- Conference: Independent
- Record: 3–1
- Head coach: William W. Skinner (1st season);
- Captain: Courtland F. Day

= 1900 Arizona football team =

American college football season

The 1900 Arizona football team was an American football team that represented the University of Arizona as an independent during the 1900 college football season. The team did not play any intercollegiate games, compiled a 3–1 record, shut out three of four opponents, and outscored all opponents, 131 to 6. The team's victories came in games against the Tucson Indian School (two games) and a Tucson town team. The loss came against the Phoenix Indian School.

==Schedule==

| Date | Opponent | Site | Result | Attendance | Source |
|---|---|---|---|---|---|
|  | Tucson Indian School | Tucson, Arizona Territory | W 34–0 |  |  |
|  | Tucson town | Tucson, Arizona Territory | W 45–0 |  |  |
| November 17 | Tucson Indian School | Tucson, Arizona Territory | W 52–0 |  |  |
| November 29 | at Phoenix Indian School | Phoenix park; Phoenix, Arizona Territory; | L 0–6 | 2,500–3,000 |  |

==Personnel==
Ogro Kenneth Dunham, a student in the school's Class of 1903, was the team's instructor when it reported for practice. However, he resigned as instructor to become a player. He was replaced by Professor William W. Skinner who became the coach. The team captain was Courtland F. Day, and Quin Anderson was the manager. Prior to the 1900 season, the team's colors were changed from sage green and silver to blue and cardinal.

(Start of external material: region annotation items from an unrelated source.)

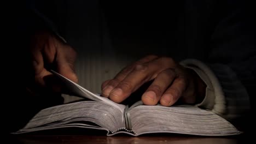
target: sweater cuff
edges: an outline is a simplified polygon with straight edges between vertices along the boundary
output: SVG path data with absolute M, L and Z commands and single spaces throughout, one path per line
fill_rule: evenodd
M 236 74 L 228 65 L 206 65 L 200 61 L 187 59 L 181 62 L 184 67 L 194 70 L 207 87 L 203 100 L 197 106 L 208 109 L 232 120 L 249 109 L 249 97 Z

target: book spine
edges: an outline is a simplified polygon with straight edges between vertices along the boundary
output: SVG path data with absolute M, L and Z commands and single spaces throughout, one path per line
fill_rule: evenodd
M 130 119 L 130 113 L 128 111 L 129 110 L 129 106 L 128 105 L 126 105 L 125 107 L 125 109 L 124 111 L 124 121 L 125 122 L 125 127 L 127 130 L 132 130 L 132 124 L 131 123 L 131 119 Z

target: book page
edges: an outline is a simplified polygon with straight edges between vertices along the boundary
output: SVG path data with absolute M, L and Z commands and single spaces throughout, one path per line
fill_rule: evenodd
M 97 95 L 90 92 L 83 87 L 79 86 L 78 84 L 69 80 L 68 79 L 67 79 L 65 76 L 54 71 L 54 70 L 51 70 L 51 71 L 54 74 L 57 76 L 63 81 L 63 85 L 65 85 L 66 88 L 68 89 L 68 91 L 75 96 L 87 98 L 95 101 L 104 101 L 107 104 L 111 105 L 120 109 L 120 110 L 121 111 L 123 111 L 124 108 L 125 107 L 125 106 L 124 105 L 116 103 L 108 98 L 101 97 L 99 95 Z
M 219 136 L 240 133 L 224 118 L 194 106 L 141 105 L 129 112 L 132 130 L 137 135 L 173 133 Z
M 114 131 L 125 127 L 123 117 L 119 110 L 103 101 L 83 101 L 42 110 L 18 133 L 72 125 Z

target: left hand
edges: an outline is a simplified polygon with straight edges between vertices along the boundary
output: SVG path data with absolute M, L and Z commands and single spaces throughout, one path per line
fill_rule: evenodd
M 166 106 L 179 99 L 192 104 L 202 100 L 206 85 L 192 70 L 176 63 L 171 58 L 148 56 L 126 67 L 113 79 L 102 85 L 102 95 L 120 103 L 149 81 L 153 83 L 142 96 L 145 105 L 160 103 Z

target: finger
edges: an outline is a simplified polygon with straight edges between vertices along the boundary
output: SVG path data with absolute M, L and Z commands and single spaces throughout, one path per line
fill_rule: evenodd
M 31 52 L 32 55 L 32 64 L 35 75 L 40 74 L 44 69 L 44 60 L 41 51 L 35 49 Z
M 179 76 L 161 97 L 160 104 L 170 106 L 173 105 L 182 96 L 187 87 L 187 82 L 183 76 Z
M 173 69 L 167 69 L 158 75 L 152 84 L 142 95 L 142 100 L 145 105 L 154 105 L 176 77 Z
M 150 62 L 157 57 L 155 55 L 149 55 L 124 68 L 113 79 L 108 81 L 108 83 L 104 85 L 104 87 L 102 87 L 102 95 L 109 97 L 110 92 L 133 70 L 137 65 Z
M 70 80 L 77 83 L 78 79 L 74 72 L 75 52 L 70 46 L 62 44 L 59 40 L 55 40 L 55 45 L 57 47 L 57 71 Z
M 101 84 L 101 89 L 103 89 L 104 87 L 107 86 L 107 85 L 108 83 L 108 82 L 110 81 L 111 80 L 107 80 L 105 81 L 104 82 L 102 82 L 102 84 Z
M 110 92 L 109 98 L 120 103 L 127 98 L 144 83 L 154 79 L 165 67 L 159 65 L 157 59 L 137 65 L 134 69 Z
M 49 63 L 53 63 L 55 58 L 56 46 L 54 43 L 54 37 L 50 35 L 48 39 L 48 43 L 43 49 L 44 57 Z

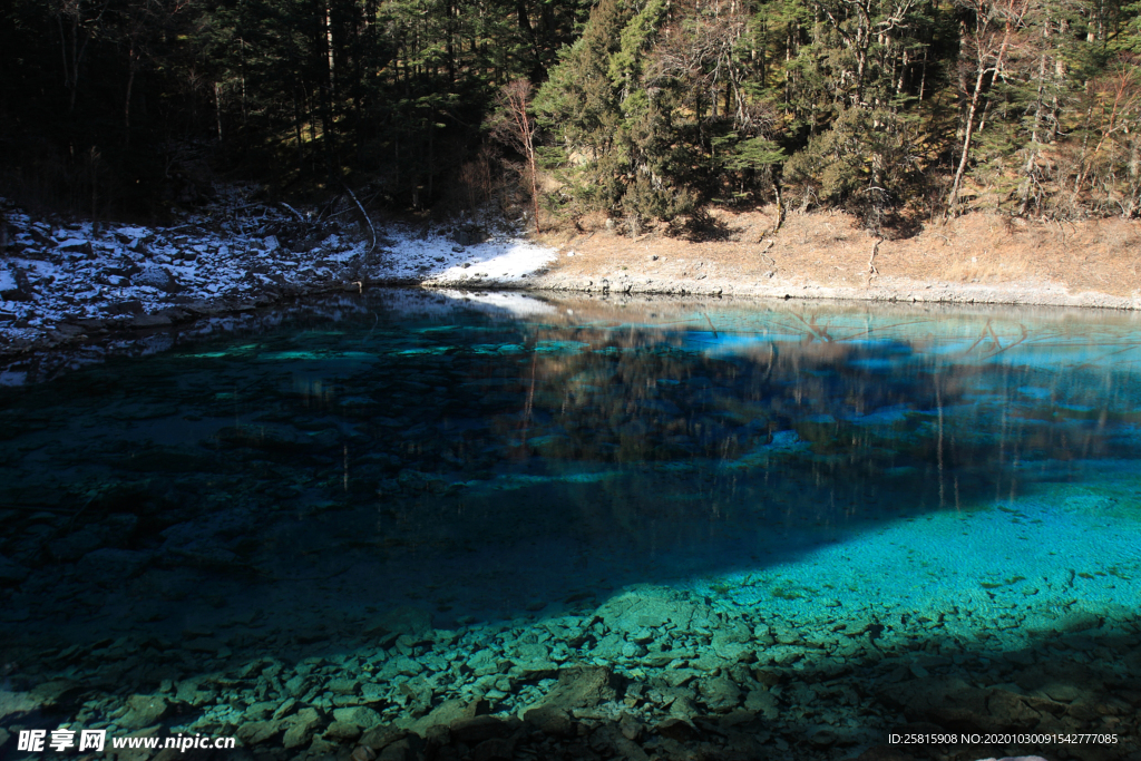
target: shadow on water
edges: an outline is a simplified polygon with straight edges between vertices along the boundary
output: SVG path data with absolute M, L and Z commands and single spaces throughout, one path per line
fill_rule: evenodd
M 0 726 L 887 760 L 900 717 L 1135 723 L 1141 664 L 1110 664 L 1141 562 L 1066 557 L 1073 526 L 1135 540 L 1131 325 L 383 298 L 5 391 Z

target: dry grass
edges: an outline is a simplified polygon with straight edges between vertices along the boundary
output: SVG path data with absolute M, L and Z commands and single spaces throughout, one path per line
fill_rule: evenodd
M 612 274 L 653 278 L 731 278 L 824 286 L 866 286 L 876 237 L 842 213 L 790 213 L 772 234 L 775 209 L 719 210 L 715 240 L 688 240 L 658 225 L 636 238 L 609 229 L 601 214 L 548 232 L 542 242 L 574 251 L 558 272 L 572 277 Z M 1070 292 L 1131 296 L 1141 289 L 1136 258 L 1141 224 L 1122 219 L 1057 224 L 970 213 L 925 226 L 913 237 L 884 240 L 875 256 L 879 278 L 1012 286 L 1062 284 Z

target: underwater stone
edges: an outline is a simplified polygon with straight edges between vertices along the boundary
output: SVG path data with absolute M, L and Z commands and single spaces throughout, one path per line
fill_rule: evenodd
M 348 721 L 334 721 L 325 729 L 325 737 L 339 743 L 350 743 L 361 736 L 361 727 Z
M 115 582 L 130 578 L 147 566 L 153 556 L 138 550 L 103 548 L 84 554 L 76 564 L 76 572 L 86 578 Z
M 258 745 L 273 739 L 281 730 L 280 721 L 251 721 L 240 726 L 234 734 L 244 745 Z
M 356 724 L 364 729 L 371 729 L 380 723 L 380 714 L 372 709 L 358 705 L 351 709 L 334 709 L 333 719 L 339 722 Z M 355 739 L 355 738 L 354 738 Z
M 285 730 L 282 743 L 286 750 L 308 745 L 319 724 L 321 719 L 317 717 L 316 709 L 302 709 L 291 722 L 290 728 Z

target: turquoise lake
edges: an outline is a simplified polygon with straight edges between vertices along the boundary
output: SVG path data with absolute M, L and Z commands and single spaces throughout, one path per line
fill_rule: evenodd
M 23 359 L 0 758 L 1141 758 L 1139 363 L 1108 311 L 419 291 Z

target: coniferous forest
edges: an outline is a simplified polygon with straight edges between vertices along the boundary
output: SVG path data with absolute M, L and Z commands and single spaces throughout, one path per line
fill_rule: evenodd
M 0 193 L 97 219 L 207 176 L 634 233 L 1141 212 L 1127 0 L 9 0 L 0 50 Z

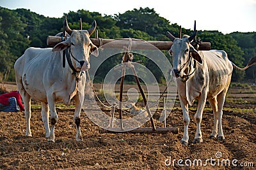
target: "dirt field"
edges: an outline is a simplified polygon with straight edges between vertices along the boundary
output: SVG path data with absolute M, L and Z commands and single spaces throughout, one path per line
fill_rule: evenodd
M 14 85 L 6 88 L 8 91 L 15 89 Z M 196 132 L 193 117 L 196 104 L 194 104 L 189 111 L 189 141 L 187 146 L 180 143 L 183 122 L 179 101 L 167 118 L 168 127 L 179 128 L 177 134 L 101 133 L 100 128 L 83 112 L 84 141 L 81 142 L 75 140 L 76 127 L 70 123 L 74 109 L 70 106 L 58 109 L 59 120 L 54 143 L 47 142 L 44 138 L 40 110 L 36 108 L 36 103 L 32 110 L 33 137 L 24 136 L 24 113 L 0 112 L 0 169 L 255 169 L 255 87 L 230 89 L 223 116 L 226 139 L 220 142 L 207 138 L 213 125 L 213 115 L 207 103 L 201 125 L 204 142 L 192 144 Z M 160 111 L 155 113 L 154 119 L 159 120 Z M 157 126 L 163 127 L 162 123 L 156 122 Z M 187 166 L 190 162 L 191 166 Z

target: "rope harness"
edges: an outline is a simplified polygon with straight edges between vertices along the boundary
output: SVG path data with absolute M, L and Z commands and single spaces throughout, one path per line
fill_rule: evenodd
M 186 71 L 188 69 L 188 72 L 187 73 L 188 73 L 188 74 L 184 74 L 181 77 L 181 81 L 183 83 L 185 83 L 186 81 L 187 81 L 189 79 L 189 76 L 193 75 L 193 74 L 194 74 L 194 73 L 195 73 L 195 71 L 196 70 L 195 67 L 196 67 L 196 62 L 194 60 L 192 60 L 192 56 L 191 56 L 191 53 L 189 53 L 189 57 L 188 60 L 182 65 L 181 68 L 179 70 L 179 72 L 180 72 L 180 71 L 182 70 L 182 69 L 185 67 L 185 66 L 187 65 L 187 64 L 188 63 L 188 66 L 186 67 L 186 68 L 184 69 L 184 71 Z M 192 71 L 191 73 L 189 74 L 189 73 L 190 71 L 190 68 L 191 68 L 191 65 L 193 66 L 192 67 L 194 69 L 194 70 Z
M 69 51 L 68 51 L 69 49 Z M 71 49 L 70 49 L 70 46 L 68 47 L 67 48 L 66 48 L 66 50 L 65 50 L 65 53 L 66 53 L 66 59 L 67 59 L 67 61 L 68 62 L 68 66 L 69 67 L 72 69 L 72 70 L 73 70 L 73 73 L 72 74 L 76 74 L 76 73 L 78 73 L 80 72 L 80 71 L 77 71 L 76 69 L 75 69 L 75 67 L 73 66 L 73 64 L 71 60 L 71 57 L 75 59 L 77 62 L 78 62 L 80 65 L 81 66 L 83 66 L 83 65 L 84 64 L 84 61 L 82 60 L 82 61 L 79 61 L 79 60 L 77 60 L 77 59 L 76 59 L 73 54 L 71 52 Z M 71 55 L 71 57 L 70 57 Z

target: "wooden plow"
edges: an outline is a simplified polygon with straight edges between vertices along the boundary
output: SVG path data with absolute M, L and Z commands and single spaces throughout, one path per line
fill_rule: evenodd
M 67 17 L 67 16 L 65 16 Z M 63 27 L 64 28 L 64 27 Z M 82 25 L 81 25 L 81 20 L 80 19 L 80 29 L 82 29 Z M 196 21 L 195 21 L 195 26 L 194 26 L 194 31 L 196 29 Z M 111 119 L 109 124 L 109 128 L 108 130 L 102 129 L 100 132 L 129 132 L 129 133 L 136 133 L 136 132 L 147 132 L 147 133 L 166 133 L 168 132 L 172 132 L 173 134 L 178 134 L 179 133 L 179 129 L 175 127 L 166 127 L 166 111 L 165 111 L 165 98 L 164 99 L 164 127 L 156 127 L 153 120 L 152 115 L 151 114 L 150 110 L 148 108 L 148 104 L 147 104 L 147 99 L 144 94 L 144 92 L 141 88 L 140 85 L 139 78 L 138 77 L 136 71 L 133 66 L 133 62 L 129 59 L 132 57 L 128 57 L 129 55 L 132 55 L 132 53 L 130 53 L 131 48 L 131 41 L 134 42 L 132 43 L 132 49 L 138 49 L 138 50 L 156 50 L 157 48 L 159 50 L 169 50 L 173 44 L 172 41 L 144 41 L 141 39 L 132 39 L 132 38 L 123 38 L 119 39 L 102 39 L 98 38 L 97 31 L 95 32 L 95 38 L 90 38 L 92 42 L 97 46 L 98 48 L 104 45 L 107 43 L 111 43 L 111 45 L 108 45 L 106 48 L 120 48 L 120 49 L 125 49 L 125 53 L 122 58 L 122 66 L 118 67 L 118 68 L 121 68 L 122 70 L 122 76 L 121 76 L 121 81 L 120 85 L 120 97 L 119 97 L 119 119 L 120 120 L 120 127 L 118 129 L 117 128 L 113 127 L 113 121 L 114 118 L 114 112 L 115 112 L 115 107 L 116 104 L 115 103 L 112 106 L 111 110 Z M 54 46 L 56 44 L 65 41 L 67 37 L 66 36 L 66 32 L 63 29 L 63 32 L 62 34 L 62 36 L 49 36 L 47 39 L 47 44 L 48 46 Z M 180 27 L 180 31 L 179 34 L 179 38 L 181 38 L 182 32 L 181 32 L 181 27 Z M 115 40 L 116 42 L 115 43 Z M 196 42 L 196 39 L 194 39 L 194 44 L 193 45 L 196 48 L 196 49 L 199 50 L 209 50 L 211 49 L 211 43 L 209 42 Z M 145 43 L 145 42 L 148 43 Z M 153 46 L 152 46 L 153 45 Z M 104 48 L 106 47 L 104 46 Z M 63 55 L 64 55 L 63 52 Z M 65 56 L 65 55 L 64 55 Z M 65 59 L 63 59 L 64 60 Z M 65 62 L 63 62 L 65 63 Z M 131 131 L 127 131 L 127 129 L 124 131 L 123 124 L 122 124 L 122 97 L 123 97 L 123 87 L 124 87 L 124 81 L 125 74 L 125 68 L 129 67 L 132 69 L 133 75 L 134 76 L 135 81 L 138 85 L 138 87 L 140 90 L 140 92 L 141 94 L 141 96 L 143 99 L 144 106 L 146 108 L 146 111 L 148 114 L 148 117 L 150 120 L 150 123 L 152 127 L 138 127 L 135 129 L 131 129 Z M 96 93 L 95 93 L 95 95 Z M 99 99 L 99 98 L 98 98 Z M 101 103 L 101 101 L 100 101 Z M 117 131 L 116 131 L 117 130 Z

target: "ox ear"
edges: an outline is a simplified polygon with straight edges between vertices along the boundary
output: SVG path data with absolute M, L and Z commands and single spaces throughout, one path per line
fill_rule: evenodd
M 90 51 L 91 51 L 91 54 L 93 55 L 95 57 L 98 57 L 98 55 L 99 55 L 98 48 L 96 46 L 95 46 L 93 44 L 92 45 Z
M 198 52 L 196 52 L 196 50 L 192 50 L 191 52 L 191 55 L 192 55 L 192 57 L 196 60 L 198 62 L 199 62 L 200 64 L 203 64 L 203 60 L 202 60 L 202 57 L 200 55 L 200 54 L 198 53 Z
M 67 48 L 68 48 L 68 46 L 69 46 L 68 43 L 65 41 L 60 43 L 56 46 L 54 46 L 54 47 L 53 47 L 52 52 L 56 52 L 56 51 L 60 52 L 65 50 L 66 50 Z

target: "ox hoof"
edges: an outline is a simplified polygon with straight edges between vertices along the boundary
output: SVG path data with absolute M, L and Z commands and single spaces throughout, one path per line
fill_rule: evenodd
M 186 141 L 181 140 L 180 143 L 181 143 L 181 144 L 182 144 L 182 145 L 184 145 L 185 146 L 188 146 L 188 142 L 186 142 Z
M 216 139 L 216 136 L 214 136 L 211 135 L 210 136 L 209 136 L 208 138 L 209 138 L 209 139 Z
M 195 139 L 194 139 L 194 141 L 193 141 L 193 144 L 201 143 L 202 141 L 203 141 L 203 139 L 202 138 L 195 138 Z
M 218 140 L 219 141 L 224 141 L 224 140 L 225 140 L 225 138 L 224 138 L 224 136 L 218 136 Z
M 83 138 L 81 138 L 81 139 L 76 139 L 76 140 L 77 141 L 83 141 Z
M 47 142 L 49 142 L 49 143 L 54 143 L 54 139 L 48 139 Z

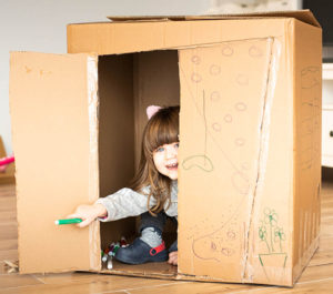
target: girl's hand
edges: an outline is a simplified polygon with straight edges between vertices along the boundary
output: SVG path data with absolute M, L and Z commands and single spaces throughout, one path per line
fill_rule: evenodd
M 80 205 L 77 207 L 73 214 L 67 216 L 67 219 L 81 219 L 82 222 L 77 226 L 84 227 L 91 224 L 97 217 L 102 217 L 108 214 L 107 209 L 102 204 Z
M 178 251 L 173 251 L 169 253 L 169 261 L 168 263 L 172 265 L 178 265 Z

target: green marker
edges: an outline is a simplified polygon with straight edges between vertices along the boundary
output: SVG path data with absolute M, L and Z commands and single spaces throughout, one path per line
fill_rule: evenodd
M 81 223 L 81 219 L 65 219 L 65 220 L 57 220 L 54 223 L 56 224 L 78 224 Z

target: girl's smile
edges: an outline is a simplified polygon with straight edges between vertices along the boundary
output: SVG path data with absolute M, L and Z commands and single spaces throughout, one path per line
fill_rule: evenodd
M 178 179 L 178 149 L 179 142 L 174 142 L 159 146 L 153 152 L 153 161 L 158 171 L 171 180 Z

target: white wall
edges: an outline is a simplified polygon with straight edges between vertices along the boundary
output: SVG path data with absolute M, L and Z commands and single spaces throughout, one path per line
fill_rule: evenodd
M 108 21 L 107 16 L 200 14 L 204 0 L 0 0 L 0 135 L 12 153 L 9 52 L 67 52 L 68 23 Z

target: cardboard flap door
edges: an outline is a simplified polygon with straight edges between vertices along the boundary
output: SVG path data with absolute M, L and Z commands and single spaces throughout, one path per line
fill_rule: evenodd
M 97 61 L 93 54 L 11 54 L 21 273 L 100 268 L 98 222 L 54 224 L 99 196 Z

The following players won varsity letters for their participation on the University of Arizona's 1900 football team: Courtland F. Day, Quin Anderson, Ross M. Russell, Edward Stafford, Duncan Hugh Campbell, Bertram Louis Smith, Kirke Tonner Moore, Thomas K. Marshall, J. N. Parker, Benito G. Suarez, George M. Parker, William T. Olney, William Reynolds, Fred Christy, William Marlar, and Leslie Gillett.